I teach through Performance-Based Learning (PBL) Thematic Unit studies, so every unit I create has a project that has students apply knowledge and skills in a real-world situation. Many of our Global Citizenship lessons challenge students to visit places they would not normally visit. For example, sometimes I challenge students to visit a house of worship that is different from their own - for example mosques often welcome visitors and oftentimes visitors are welcomed with a tour and food tasting! During Global Citizenship classes I give students monthly challenges to get
outside their comfort zones and interact with people with whom they would not normally interact. I also challenge students to serve their communities and many of our Global Citizenship units end in a service project or other type of community awareness. One of my favorites is a book study of the picture book "It Takes A Village" by Jane Cowen-Fletcher. This is a simple story based off of the African proverb "It takes a village to raise a child," and shows how powerful it can be to live in a community of those who help each other. Students learn about Benin, a country located on the west coast of Africa, a former French colony. Then students are led to explore the United Nations Sustainable Development Goals (SDGs) and then use those goals to design and carry out a service project. In creating this project, the students are learning
and applying skills outside the classroom, they are interacting with others in the community, and they are led to realize how they can make an impact. This also helps students discover what causes they are passionate about, and come up with ideas to continue serving their communities and discovering their passions. Some students decide to serve a cause that is important in their local community, while others choose more global issues. No matter what cause they choose to serve, the students are receiving a very important lesson in what it means to serve others selflessly and without conditions. It is quite rewarding to see students get excited about the cause they have chosen to serve and how much they learn and grow with these experiences.

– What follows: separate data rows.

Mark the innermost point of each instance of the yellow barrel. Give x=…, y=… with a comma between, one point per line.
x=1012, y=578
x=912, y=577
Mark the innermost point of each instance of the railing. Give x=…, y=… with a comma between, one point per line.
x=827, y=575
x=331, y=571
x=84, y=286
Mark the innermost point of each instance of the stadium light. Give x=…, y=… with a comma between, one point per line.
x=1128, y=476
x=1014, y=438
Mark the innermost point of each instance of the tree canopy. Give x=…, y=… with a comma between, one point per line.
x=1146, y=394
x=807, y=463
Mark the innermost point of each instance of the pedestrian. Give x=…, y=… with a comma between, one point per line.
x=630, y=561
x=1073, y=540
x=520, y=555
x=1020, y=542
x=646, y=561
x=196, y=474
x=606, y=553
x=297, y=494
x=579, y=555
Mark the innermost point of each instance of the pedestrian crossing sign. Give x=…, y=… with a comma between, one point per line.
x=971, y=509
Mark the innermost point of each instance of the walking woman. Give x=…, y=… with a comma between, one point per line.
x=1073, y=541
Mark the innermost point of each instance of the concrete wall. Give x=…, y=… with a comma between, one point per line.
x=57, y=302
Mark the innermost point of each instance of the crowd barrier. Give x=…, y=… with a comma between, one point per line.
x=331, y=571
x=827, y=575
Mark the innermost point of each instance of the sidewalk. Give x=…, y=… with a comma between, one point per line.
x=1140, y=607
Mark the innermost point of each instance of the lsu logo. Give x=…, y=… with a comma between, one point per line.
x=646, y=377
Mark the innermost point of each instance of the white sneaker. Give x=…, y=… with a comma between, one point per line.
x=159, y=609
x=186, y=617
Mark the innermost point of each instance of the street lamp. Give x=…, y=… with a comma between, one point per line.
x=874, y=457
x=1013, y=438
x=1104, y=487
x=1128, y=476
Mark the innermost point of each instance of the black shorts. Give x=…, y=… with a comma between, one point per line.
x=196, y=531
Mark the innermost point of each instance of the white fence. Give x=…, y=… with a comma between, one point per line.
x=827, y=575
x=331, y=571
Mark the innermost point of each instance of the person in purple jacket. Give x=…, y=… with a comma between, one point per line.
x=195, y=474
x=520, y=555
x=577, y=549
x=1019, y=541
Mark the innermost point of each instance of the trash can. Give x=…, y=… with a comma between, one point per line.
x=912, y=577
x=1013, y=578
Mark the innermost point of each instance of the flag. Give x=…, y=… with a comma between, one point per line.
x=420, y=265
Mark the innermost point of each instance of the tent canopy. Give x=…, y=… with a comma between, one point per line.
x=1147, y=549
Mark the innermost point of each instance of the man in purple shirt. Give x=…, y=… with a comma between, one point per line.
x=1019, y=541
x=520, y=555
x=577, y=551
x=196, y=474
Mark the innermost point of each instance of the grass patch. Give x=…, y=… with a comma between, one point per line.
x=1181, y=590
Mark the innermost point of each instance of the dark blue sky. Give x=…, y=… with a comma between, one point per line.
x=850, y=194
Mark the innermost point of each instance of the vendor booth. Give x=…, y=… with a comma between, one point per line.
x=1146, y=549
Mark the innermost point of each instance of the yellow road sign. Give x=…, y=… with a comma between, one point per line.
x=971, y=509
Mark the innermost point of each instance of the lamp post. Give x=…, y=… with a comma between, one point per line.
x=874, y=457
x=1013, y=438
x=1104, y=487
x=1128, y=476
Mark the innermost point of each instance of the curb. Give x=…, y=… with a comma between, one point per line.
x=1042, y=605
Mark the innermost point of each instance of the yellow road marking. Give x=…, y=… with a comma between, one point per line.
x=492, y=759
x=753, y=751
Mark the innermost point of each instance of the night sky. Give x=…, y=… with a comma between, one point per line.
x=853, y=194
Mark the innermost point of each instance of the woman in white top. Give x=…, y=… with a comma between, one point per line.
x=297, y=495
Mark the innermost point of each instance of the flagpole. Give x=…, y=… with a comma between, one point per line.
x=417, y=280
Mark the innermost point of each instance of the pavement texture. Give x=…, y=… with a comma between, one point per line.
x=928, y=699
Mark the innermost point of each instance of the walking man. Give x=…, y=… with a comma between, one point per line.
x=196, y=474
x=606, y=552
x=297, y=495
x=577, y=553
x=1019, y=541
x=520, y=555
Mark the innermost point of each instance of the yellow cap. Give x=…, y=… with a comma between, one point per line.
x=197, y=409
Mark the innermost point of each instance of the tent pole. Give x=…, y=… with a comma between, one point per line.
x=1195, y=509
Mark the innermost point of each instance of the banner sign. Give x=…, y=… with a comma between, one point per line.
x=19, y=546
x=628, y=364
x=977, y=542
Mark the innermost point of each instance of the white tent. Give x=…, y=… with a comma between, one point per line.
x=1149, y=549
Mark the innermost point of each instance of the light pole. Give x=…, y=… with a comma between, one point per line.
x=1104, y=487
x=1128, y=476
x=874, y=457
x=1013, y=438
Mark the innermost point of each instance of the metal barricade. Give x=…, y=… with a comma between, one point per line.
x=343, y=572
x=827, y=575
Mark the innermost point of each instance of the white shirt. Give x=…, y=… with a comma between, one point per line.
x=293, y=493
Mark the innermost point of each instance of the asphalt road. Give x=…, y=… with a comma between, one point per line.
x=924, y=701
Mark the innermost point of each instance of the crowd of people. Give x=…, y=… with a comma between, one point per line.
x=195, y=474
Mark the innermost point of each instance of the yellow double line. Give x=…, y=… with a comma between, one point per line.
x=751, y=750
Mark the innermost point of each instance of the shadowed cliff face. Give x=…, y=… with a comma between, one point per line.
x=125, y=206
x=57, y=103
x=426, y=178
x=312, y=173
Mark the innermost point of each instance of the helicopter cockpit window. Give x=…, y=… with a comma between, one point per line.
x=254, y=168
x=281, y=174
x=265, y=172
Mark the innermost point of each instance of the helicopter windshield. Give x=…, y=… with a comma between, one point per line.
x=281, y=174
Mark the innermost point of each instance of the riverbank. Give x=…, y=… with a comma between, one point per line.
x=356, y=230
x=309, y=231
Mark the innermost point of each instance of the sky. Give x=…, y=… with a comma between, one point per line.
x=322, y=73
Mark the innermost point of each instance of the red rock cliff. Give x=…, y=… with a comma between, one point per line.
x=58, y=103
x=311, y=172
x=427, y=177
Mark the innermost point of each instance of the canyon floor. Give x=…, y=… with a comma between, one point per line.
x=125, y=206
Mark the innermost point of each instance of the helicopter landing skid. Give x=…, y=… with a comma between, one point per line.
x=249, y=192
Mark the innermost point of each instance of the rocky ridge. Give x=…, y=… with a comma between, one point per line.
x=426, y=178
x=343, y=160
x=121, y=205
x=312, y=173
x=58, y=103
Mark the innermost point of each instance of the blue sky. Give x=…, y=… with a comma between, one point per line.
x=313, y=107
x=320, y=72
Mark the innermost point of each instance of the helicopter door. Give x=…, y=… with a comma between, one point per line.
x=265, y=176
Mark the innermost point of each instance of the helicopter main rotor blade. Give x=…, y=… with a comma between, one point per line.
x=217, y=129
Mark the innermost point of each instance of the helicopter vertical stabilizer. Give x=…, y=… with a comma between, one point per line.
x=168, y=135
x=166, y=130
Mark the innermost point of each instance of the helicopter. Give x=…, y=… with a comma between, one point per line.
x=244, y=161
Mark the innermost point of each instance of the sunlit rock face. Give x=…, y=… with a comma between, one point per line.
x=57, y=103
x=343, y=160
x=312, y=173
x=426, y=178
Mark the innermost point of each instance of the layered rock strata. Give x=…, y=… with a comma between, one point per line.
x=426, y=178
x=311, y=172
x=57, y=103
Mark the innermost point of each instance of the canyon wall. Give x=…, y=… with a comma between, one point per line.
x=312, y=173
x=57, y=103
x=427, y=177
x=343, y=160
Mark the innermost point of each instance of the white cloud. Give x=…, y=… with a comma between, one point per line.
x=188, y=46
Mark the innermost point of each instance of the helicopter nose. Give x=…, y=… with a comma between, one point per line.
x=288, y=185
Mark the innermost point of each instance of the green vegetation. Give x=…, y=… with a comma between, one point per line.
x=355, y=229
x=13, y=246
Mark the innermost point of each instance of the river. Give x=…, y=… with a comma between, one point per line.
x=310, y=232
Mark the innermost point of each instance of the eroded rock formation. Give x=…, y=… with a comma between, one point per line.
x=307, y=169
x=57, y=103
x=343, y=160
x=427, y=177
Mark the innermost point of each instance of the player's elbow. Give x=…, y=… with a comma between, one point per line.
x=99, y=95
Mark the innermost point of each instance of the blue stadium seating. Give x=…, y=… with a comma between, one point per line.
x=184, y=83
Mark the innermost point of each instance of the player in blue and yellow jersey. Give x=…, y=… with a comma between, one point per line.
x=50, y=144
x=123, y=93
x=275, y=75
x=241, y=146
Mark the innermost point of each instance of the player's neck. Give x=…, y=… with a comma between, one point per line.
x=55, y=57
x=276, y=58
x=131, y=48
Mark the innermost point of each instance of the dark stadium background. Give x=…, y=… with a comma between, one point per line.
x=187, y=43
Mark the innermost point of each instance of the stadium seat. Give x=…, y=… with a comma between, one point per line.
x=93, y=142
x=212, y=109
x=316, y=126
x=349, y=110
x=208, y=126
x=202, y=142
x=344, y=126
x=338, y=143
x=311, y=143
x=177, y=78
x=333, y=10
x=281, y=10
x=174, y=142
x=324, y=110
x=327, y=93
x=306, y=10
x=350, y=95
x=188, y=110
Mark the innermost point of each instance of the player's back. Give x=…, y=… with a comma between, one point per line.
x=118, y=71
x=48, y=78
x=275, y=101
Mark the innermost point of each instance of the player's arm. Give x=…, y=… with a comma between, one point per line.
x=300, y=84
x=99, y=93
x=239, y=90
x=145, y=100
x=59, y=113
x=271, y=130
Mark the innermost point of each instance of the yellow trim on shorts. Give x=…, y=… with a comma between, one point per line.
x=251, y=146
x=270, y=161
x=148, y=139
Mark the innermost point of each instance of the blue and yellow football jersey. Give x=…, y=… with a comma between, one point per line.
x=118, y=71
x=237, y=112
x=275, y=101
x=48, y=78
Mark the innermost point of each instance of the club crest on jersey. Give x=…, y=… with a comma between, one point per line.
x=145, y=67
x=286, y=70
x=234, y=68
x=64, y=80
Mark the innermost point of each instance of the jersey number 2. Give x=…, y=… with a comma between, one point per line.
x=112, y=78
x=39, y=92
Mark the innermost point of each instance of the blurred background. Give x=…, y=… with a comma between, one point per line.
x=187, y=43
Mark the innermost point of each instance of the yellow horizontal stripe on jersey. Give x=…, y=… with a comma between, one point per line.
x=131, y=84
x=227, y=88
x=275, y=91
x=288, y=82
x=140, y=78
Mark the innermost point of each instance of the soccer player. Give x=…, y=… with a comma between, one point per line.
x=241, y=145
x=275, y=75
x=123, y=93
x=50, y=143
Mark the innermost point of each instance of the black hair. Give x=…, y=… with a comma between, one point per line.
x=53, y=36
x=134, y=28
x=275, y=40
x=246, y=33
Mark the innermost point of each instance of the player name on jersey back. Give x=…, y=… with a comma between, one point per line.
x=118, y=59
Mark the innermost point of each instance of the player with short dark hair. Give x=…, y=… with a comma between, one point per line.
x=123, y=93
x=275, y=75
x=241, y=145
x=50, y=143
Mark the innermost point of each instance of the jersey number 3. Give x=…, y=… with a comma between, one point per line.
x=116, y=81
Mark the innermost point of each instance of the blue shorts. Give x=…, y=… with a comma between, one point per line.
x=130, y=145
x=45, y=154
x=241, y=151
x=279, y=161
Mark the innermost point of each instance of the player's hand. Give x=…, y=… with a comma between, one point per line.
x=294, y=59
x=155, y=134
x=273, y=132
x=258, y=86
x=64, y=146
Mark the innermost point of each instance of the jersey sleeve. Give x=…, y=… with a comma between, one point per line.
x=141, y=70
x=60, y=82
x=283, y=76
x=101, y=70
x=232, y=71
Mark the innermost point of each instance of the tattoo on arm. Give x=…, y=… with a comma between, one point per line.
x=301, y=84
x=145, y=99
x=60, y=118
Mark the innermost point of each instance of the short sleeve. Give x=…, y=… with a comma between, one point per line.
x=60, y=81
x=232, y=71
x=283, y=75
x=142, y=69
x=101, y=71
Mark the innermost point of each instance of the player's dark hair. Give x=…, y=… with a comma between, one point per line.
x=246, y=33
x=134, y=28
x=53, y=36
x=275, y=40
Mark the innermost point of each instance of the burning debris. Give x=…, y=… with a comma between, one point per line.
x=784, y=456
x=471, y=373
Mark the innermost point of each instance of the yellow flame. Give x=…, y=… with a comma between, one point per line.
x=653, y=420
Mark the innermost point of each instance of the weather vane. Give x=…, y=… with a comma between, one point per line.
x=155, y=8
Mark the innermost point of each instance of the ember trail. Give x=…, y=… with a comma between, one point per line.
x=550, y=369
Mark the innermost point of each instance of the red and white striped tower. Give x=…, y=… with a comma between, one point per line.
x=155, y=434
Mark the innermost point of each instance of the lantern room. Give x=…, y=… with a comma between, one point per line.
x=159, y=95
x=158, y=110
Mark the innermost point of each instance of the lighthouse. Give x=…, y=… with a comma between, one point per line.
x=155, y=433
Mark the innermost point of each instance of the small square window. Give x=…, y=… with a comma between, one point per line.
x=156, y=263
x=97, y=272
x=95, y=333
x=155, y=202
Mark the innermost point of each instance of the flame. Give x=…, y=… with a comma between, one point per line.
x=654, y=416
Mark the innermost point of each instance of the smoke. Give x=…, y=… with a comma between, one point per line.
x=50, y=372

Technological advances over the past 20 years since I started my teaching career have definitely made "out of the classroom" experience more accessible for students. I have even been able to bring in guest speakers from all over the world to enhance the learning for my students! It is incredibly powerful when a teacher can bring the world to their students and provide equitable opportunities for all students. It is so important to scaffold real-life experiences for students because the powerful learning really happens when the students are experiencing the learning with all of their senses! I want to challenge each and every one of you to find a way to facilitate opportunities for your students to learn outside the classroom that are equitable and experiential. Be sure to comment on what you decide to do!